No. 23 – BK Pardubice
- Position: Point guard / shooting guard
- League: NBL Czech Republic

Personal information
- Born: March 5, 2000 (age 26)
- Listed height: 6 ft 0 in (1.83 m)
- Listed weight: 220 lb (100 kg)

Career information
- High school: Lake Taylor (Norfolk, Virginia)
- College: Norfolk State (2018–2023)
- NBA draft: 2023: undrafted
- Playing career: 2023–present

Career history
- 2023–2024: Śląsk Wrocław
- 2024–2025: Psychiko
- 2025–present: BK Pardubice

Career highlights
- Czech NBL Player of the Year (2026); Czech NBL Import Player of the Year (2026); Czech NBL Guard of the Year (2026); All-Czech NBL First Team (2026); Greek Elite League MVP (2025); All-Greek Elite League Team (2025); Greek Elite League Top Scorer (2025); Greek Elite League steals leader (2025); 2× MEAC Player of the Year (2022, 2023); 2× First-team All-MEAC (2022, 2023); 2× MEAC tournament MVP (2021, 2022);

= Joe Bryant Jr. =

American basketball player (born 2000)

Jamonda Roshawn Bryant Jr. (born March 5, 2000) is an American professional basketball player for Psychiko of the Greek A2 Basket League.

==High school career==
Bryant attended Lake Taylor High School in Norfolk, Virginia, where one of his teammates was Dereon Seabron.
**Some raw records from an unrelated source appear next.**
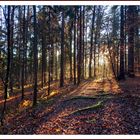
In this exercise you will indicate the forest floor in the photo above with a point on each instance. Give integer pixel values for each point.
(101, 106)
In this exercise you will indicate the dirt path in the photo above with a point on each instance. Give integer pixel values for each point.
(95, 107)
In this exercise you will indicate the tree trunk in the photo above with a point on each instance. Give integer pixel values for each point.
(131, 30)
(35, 57)
(62, 52)
(8, 64)
(122, 76)
(91, 44)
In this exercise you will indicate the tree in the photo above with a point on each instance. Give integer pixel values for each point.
(62, 51)
(122, 75)
(8, 63)
(131, 31)
(91, 43)
(35, 57)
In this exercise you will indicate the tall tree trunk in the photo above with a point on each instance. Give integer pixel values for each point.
(70, 51)
(131, 30)
(62, 51)
(74, 57)
(79, 50)
(122, 76)
(11, 46)
(91, 44)
(8, 64)
(23, 53)
(43, 50)
(35, 57)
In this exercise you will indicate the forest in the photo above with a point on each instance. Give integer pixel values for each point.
(69, 69)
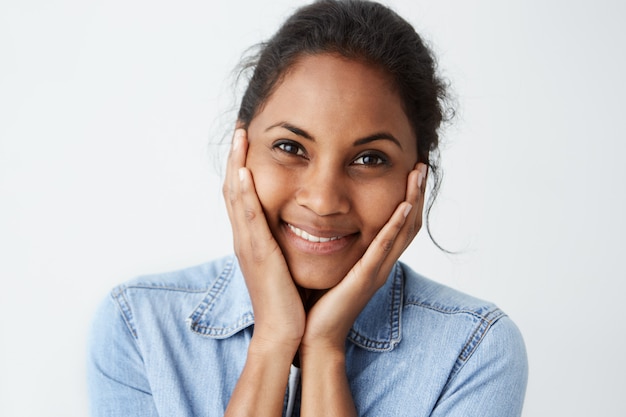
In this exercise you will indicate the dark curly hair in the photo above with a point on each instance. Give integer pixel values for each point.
(366, 31)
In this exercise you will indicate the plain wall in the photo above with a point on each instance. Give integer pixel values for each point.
(110, 112)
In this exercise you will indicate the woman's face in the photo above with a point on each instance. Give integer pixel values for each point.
(330, 152)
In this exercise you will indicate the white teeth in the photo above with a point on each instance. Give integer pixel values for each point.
(311, 238)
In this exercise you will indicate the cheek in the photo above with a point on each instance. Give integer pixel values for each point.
(378, 204)
(270, 187)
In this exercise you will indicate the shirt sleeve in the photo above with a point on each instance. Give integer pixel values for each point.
(116, 376)
(492, 380)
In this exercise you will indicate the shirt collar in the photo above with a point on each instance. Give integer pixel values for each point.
(226, 309)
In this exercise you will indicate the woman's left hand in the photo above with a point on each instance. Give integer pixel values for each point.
(332, 315)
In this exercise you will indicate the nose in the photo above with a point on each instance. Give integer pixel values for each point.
(323, 191)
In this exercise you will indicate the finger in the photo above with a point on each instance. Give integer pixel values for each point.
(412, 224)
(367, 272)
(236, 160)
(250, 216)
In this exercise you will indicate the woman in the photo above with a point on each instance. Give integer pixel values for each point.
(336, 136)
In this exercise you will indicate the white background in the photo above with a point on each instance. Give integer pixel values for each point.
(107, 114)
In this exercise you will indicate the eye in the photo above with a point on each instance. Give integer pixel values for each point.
(290, 147)
(371, 159)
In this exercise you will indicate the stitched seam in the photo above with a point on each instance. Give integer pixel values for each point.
(444, 311)
(125, 310)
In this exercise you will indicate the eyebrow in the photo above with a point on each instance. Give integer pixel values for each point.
(362, 141)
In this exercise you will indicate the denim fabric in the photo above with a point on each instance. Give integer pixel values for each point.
(174, 344)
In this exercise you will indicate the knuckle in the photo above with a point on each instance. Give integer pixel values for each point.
(249, 214)
(386, 245)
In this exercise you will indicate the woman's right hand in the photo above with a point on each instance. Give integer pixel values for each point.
(278, 310)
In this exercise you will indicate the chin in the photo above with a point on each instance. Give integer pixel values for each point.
(314, 277)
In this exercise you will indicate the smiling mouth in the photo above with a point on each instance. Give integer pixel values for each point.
(309, 237)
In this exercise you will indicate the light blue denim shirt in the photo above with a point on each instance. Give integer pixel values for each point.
(174, 344)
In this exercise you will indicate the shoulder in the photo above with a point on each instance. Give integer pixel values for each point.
(173, 295)
(192, 279)
(484, 336)
(426, 293)
(448, 314)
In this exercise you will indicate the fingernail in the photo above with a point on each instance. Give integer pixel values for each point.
(237, 139)
(407, 210)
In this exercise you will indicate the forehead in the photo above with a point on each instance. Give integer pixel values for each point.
(327, 93)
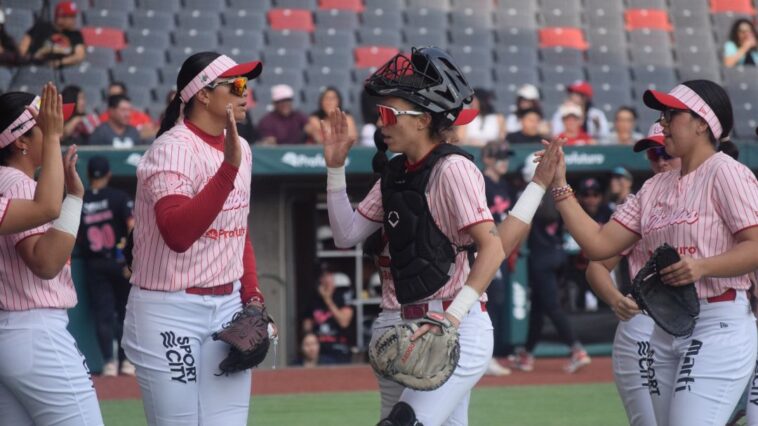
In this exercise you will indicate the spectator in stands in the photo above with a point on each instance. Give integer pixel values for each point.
(106, 221)
(116, 132)
(309, 351)
(329, 100)
(56, 44)
(624, 128)
(572, 116)
(527, 97)
(500, 198)
(742, 47)
(529, 127)
(620, 187)
(81, 125)
(489, 125)
(8, 48)
(593, 122)
(138, 119)
(284, 125)
(331, 316)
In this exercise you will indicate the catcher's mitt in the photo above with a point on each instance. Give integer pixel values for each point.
(673, 308)
(248, 335)
(424, 364)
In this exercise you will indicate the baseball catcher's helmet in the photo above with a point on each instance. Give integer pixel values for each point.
(428, 78)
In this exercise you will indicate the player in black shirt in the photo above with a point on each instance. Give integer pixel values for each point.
(106, 220)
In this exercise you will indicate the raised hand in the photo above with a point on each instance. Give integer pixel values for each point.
(49, 118)
(336, 141)
(73, 182)
(232, 149)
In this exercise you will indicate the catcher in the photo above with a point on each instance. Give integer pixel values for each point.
(433, 339)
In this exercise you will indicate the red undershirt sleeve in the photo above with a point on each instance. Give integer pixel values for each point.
(182, 220)
(250, 289)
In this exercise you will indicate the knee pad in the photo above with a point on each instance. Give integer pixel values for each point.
(402, 414)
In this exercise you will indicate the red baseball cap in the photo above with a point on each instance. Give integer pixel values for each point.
(581, 87)
(66, 8)
(654, 138)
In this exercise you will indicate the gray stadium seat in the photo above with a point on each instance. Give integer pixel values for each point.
(379, 37)
(216, 6)
(198, 20)
(101, 57)
(288, 39)
(562, 56)
(241, 39)
(195, 41)
(337, 19)
(113, 5)
(334, 39)
(148, 38)
(144, 56)
(168, 6)
(106, 18)
(427, 18)
(153, 20)
(134, 76)
(472, 37)
(243, 19)
(424, 37)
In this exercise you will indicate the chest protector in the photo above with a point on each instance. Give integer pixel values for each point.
(422, 257)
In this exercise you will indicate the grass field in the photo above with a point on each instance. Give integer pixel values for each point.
(555, 405)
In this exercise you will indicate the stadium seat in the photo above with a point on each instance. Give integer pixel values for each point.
(291, 19)
(354, 5)
(337, 18)
(734, 6)
(647, 18)
(104, 37)
(106, 18)
(564, 37)
(373, 56)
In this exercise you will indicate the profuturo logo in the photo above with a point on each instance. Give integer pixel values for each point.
(298, 160)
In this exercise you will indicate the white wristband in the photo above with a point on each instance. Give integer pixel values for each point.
(528, 203)
(71, 212)
(463, 302)
(335, 178)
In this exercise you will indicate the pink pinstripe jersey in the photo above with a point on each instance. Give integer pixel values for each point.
(20, 289)
(456, 199)
(698, 213)
(180, 163)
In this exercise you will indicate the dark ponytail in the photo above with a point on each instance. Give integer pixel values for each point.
(191, 67)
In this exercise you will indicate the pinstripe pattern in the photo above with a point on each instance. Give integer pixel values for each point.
(698, 213)
(20, 289)
(180, 163)
(456, 199)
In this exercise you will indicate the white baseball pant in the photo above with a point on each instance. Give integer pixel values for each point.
(630, 352)
(44, 379)
(699, 379)
(167, 335)
(448, 404)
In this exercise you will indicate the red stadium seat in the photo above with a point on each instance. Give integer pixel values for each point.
(654, 19)
(373, 56)
(291, 19)
(734, 6)
(112, 38)
(563, 37)
(354, 5)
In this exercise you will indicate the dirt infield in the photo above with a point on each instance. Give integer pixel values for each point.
(361, 378)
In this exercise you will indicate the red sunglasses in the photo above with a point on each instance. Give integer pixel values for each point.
(389, 115)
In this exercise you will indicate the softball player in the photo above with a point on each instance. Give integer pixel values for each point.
(43, 376)
(708, 210)
(632, 341)
(194, 265)
(421, 98)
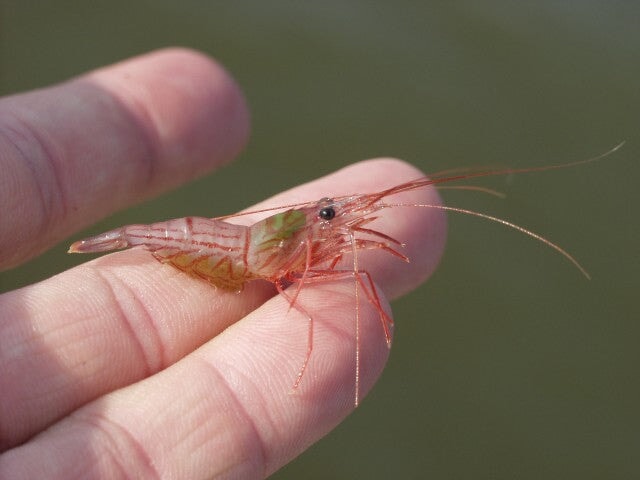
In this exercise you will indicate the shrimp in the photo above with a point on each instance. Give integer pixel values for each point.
(300, 245)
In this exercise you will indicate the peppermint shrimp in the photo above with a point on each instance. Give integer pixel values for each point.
(302, 244)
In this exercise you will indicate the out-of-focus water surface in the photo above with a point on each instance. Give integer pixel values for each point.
(507, 363)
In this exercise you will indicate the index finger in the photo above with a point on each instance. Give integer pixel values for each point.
(75, 152)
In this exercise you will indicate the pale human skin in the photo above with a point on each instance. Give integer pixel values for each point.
(124, 367)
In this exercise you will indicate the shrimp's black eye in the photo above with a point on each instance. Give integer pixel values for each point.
(327, 213)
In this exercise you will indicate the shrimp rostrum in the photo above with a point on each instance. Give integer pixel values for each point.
(297, 245)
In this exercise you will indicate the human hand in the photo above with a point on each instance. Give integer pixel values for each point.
(124, 367)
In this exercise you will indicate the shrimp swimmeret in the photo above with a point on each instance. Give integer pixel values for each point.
(299, 245)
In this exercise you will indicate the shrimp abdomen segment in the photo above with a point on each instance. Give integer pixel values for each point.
(207, 248)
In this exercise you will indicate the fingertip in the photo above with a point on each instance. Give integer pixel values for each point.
(194, 107)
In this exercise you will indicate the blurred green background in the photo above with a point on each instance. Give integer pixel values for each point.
(507, 364)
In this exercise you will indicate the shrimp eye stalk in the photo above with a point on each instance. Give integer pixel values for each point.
(327, 213)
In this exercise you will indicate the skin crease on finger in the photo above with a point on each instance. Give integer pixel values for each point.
(262, 416)
(76, 152)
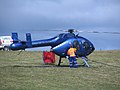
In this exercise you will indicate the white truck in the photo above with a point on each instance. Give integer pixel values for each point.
(5, 42)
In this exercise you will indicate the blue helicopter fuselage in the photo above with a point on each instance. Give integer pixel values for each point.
(59, 44)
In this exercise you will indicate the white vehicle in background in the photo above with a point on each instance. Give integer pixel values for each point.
(5, 42)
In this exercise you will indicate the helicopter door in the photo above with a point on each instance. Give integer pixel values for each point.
(76, 45)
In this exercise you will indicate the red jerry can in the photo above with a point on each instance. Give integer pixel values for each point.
(48, 57)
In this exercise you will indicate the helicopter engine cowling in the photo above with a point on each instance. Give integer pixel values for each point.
(61, 49)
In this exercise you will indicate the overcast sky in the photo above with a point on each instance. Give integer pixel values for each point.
(27, 15)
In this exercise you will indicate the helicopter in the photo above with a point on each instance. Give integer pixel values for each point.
(59, 44)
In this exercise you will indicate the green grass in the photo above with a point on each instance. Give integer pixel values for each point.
(28, 72)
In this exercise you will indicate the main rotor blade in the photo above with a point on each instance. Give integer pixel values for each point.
(99, 32)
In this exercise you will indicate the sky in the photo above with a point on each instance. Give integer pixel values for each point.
(38, 16)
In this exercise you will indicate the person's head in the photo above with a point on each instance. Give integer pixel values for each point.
(70, 45)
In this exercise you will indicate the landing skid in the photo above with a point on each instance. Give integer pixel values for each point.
(85, 59)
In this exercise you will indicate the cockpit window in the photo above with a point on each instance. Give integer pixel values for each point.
(76, 45)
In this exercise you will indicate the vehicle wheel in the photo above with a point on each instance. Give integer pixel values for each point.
(6, 48)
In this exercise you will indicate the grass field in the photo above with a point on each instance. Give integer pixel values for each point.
(28, 72)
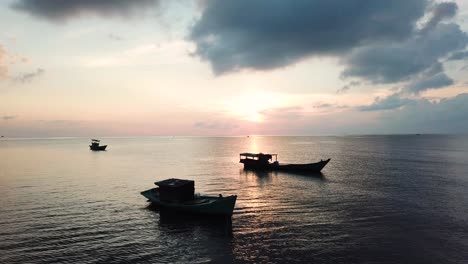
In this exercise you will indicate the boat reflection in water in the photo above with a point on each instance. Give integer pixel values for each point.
(183, 221)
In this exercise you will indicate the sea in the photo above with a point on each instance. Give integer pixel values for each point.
(381, 199)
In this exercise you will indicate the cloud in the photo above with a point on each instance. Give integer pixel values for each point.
(436, 81)
(215, 125)
(393, 101)
(460, 55)
(115, 37)
(348, 86)
(399, 61)
(268, 34)
(283, 113)
(28, 77)
(441, 11)
(3, 66)
(8, 117)
(446, 116)
(63, 10)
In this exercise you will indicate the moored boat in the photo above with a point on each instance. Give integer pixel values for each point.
(95, 145)
(261, 161)
(179, 195)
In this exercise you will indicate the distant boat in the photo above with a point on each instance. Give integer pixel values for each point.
(95, 145)
(260, 161)
(179, 195)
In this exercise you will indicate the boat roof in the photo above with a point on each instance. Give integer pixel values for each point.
(173, 182)
(256, 155)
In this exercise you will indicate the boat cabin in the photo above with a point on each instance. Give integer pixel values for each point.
(176, 190)
(260, 158)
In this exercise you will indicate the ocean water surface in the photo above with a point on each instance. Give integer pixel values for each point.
(381, 199)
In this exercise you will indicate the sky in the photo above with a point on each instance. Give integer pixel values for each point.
(232, 68)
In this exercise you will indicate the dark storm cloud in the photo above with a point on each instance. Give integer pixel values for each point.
(445, 116)
(63, 9)
(461, 55)
(28, 77)
(441, 11)
(267, 34)
(400, 61)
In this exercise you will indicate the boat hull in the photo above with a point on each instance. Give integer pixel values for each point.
(250, 164)
(97, 148)
(209, 205)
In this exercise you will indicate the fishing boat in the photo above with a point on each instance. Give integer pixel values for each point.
(261, 161)
(179, 195)
(95, 145)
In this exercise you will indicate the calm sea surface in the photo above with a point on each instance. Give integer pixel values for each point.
(381, 199)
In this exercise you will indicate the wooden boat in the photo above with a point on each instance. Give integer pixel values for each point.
(95, 145)
(260, 161)
(178, 195)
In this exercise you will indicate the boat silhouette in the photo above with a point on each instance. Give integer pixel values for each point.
(261, 161)
(95, 145)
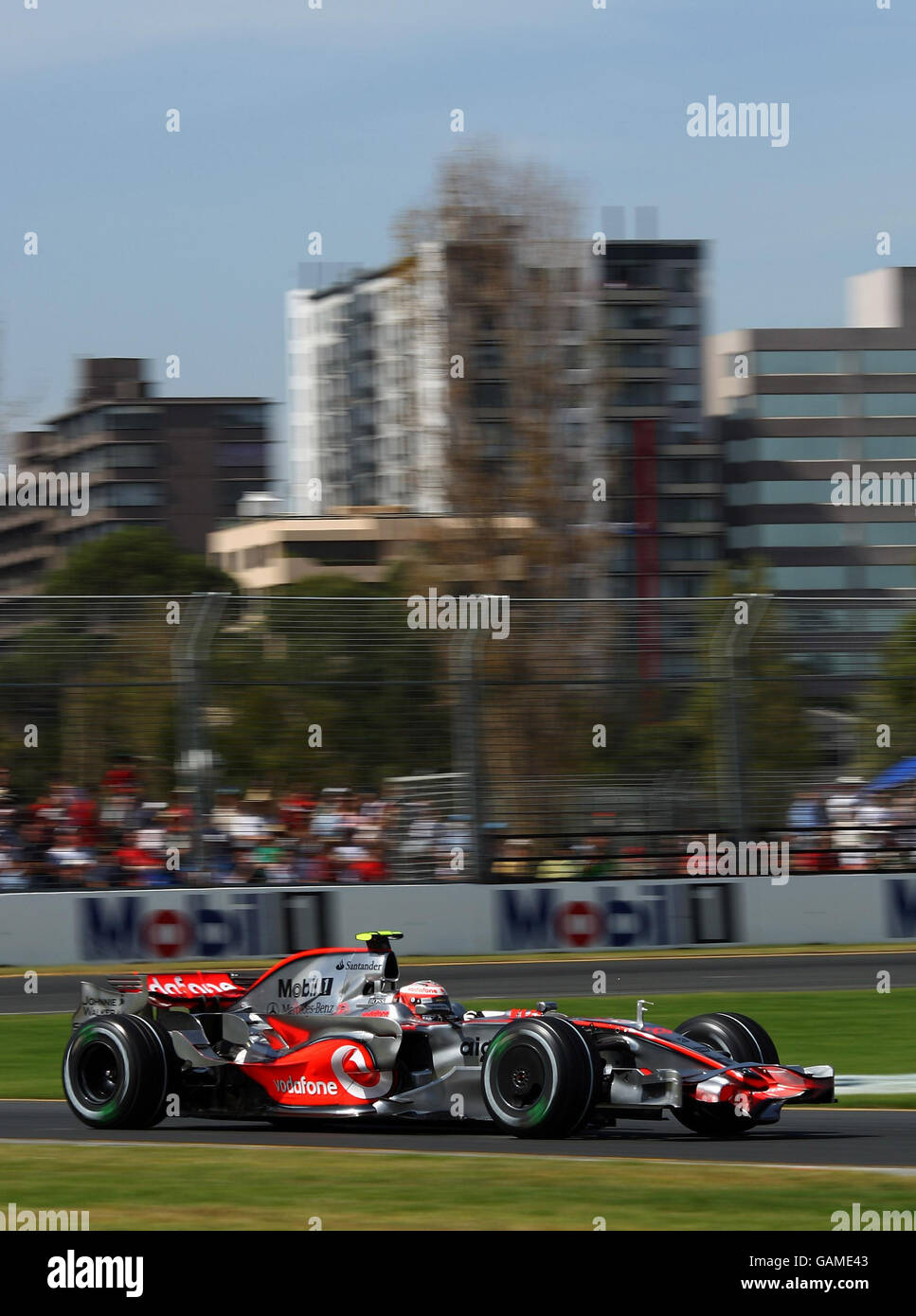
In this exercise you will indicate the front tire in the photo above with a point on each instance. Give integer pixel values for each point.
(741, 1040)
(538, 1078)
(116, 1073)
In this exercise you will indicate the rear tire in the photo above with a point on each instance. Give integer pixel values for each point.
(741, 1040)
(116, 1073)
(538, 1078)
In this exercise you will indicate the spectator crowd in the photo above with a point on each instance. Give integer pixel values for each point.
(118, 839)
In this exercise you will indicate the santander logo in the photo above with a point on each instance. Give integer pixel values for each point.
(354, 1070)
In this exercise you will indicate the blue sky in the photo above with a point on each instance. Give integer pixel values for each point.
(294, 120)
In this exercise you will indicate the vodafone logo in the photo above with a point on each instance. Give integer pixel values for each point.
(178, 986)
(355, 1072)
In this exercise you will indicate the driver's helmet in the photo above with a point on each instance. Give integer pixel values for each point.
(424, 994)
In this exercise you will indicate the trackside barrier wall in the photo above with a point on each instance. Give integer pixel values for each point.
(455, 918)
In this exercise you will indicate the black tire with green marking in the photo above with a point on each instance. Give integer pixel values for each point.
(116, 1073)
(538, 1078)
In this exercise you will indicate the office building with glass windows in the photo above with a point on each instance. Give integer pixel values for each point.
(799, 407)
(175, 463)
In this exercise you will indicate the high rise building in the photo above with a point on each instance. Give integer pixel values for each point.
(370, 362)
(176, 463)
(799, 407)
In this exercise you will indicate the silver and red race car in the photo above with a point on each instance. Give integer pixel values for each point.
(330, 1032)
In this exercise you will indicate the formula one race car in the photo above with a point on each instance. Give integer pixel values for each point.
(331, 1033)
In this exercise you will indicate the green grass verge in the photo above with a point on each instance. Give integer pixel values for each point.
(858, 1032)
(224, 1187)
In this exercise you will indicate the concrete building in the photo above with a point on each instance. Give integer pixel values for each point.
(365, 400)
(370, 418)
(362, 543)
(176, 463)
(797, 408)
(668, 486)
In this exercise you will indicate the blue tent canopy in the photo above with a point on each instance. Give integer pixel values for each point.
(895, 775)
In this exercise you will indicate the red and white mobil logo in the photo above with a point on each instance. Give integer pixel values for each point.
(125, 927)
(580, 923)
(354, 1069)
(166, 934)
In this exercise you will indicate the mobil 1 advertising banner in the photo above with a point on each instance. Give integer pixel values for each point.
(176, 924)
(604, 916)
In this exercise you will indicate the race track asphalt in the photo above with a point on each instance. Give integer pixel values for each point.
(825, 1136)
(526, 981)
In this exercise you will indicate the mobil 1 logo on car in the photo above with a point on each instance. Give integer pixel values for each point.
(627, 914)
(170, 925)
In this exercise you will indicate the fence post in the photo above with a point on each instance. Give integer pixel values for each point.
(466, 748)
(733, 641)
(189, 651)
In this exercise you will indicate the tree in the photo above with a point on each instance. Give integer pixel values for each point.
(137, 560)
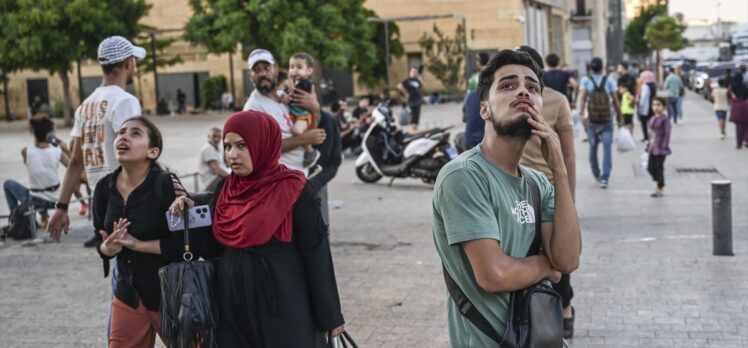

Bryant was a two-time First Team All-Tidewater pick who led Lake Taylor to a state title as a senior. He committed to play college basketball at Norfolk State.

==College career==
Bryant finished second on the team in scoring during his sophomore year with 12.0 points per game while also tallying 3.8 rebounds, 2.1 assists and 1.8 steals per game. He averaged 11.1 points and 4.2 rebounds per game as a junior. As a senior at Norfolk State, Bryant averaged 16.7 points, 5.1 rebounds and 3.2 assists per game. He shot 91.5 percent from the foul line, setting the Norfolk State record. Bryant was named Mid-Eastern Athletic Conference Player of the Year as well as conference tournament MVP. Following the season, he decided to return for his additional season of eligibility. As a redshirt senior in 2022–23, Bryant repeated as the MEAC's Player of the Year and MEAC Tournament MVP. He became the first player to win the award in back-to-back seasons since Delaware State's Jahsha Bluntt (2006, 2007).

==Professional career==
Bryant did not get selected in the ensuing 2023 NBA draft. In August 2023, he signed his first professional basketball contract, joining the Polish Basketball League (PLK) for Śląsk Wrocław's second-division team. Two months later he was called up to Śląsk Wrocław's primary roster, making his debut in the EuroCup with two points and one rebound in eight minutes of action against Cluj-Napoca.

==Personal life==
Bryant's mother Helen Holloway played basketball at Penn State. She was named Atlantic 10 Freshman of the Year and helped lead the Nittany Lions to four straight NCAA Tournaments. Bryant has a younger sister, Jada.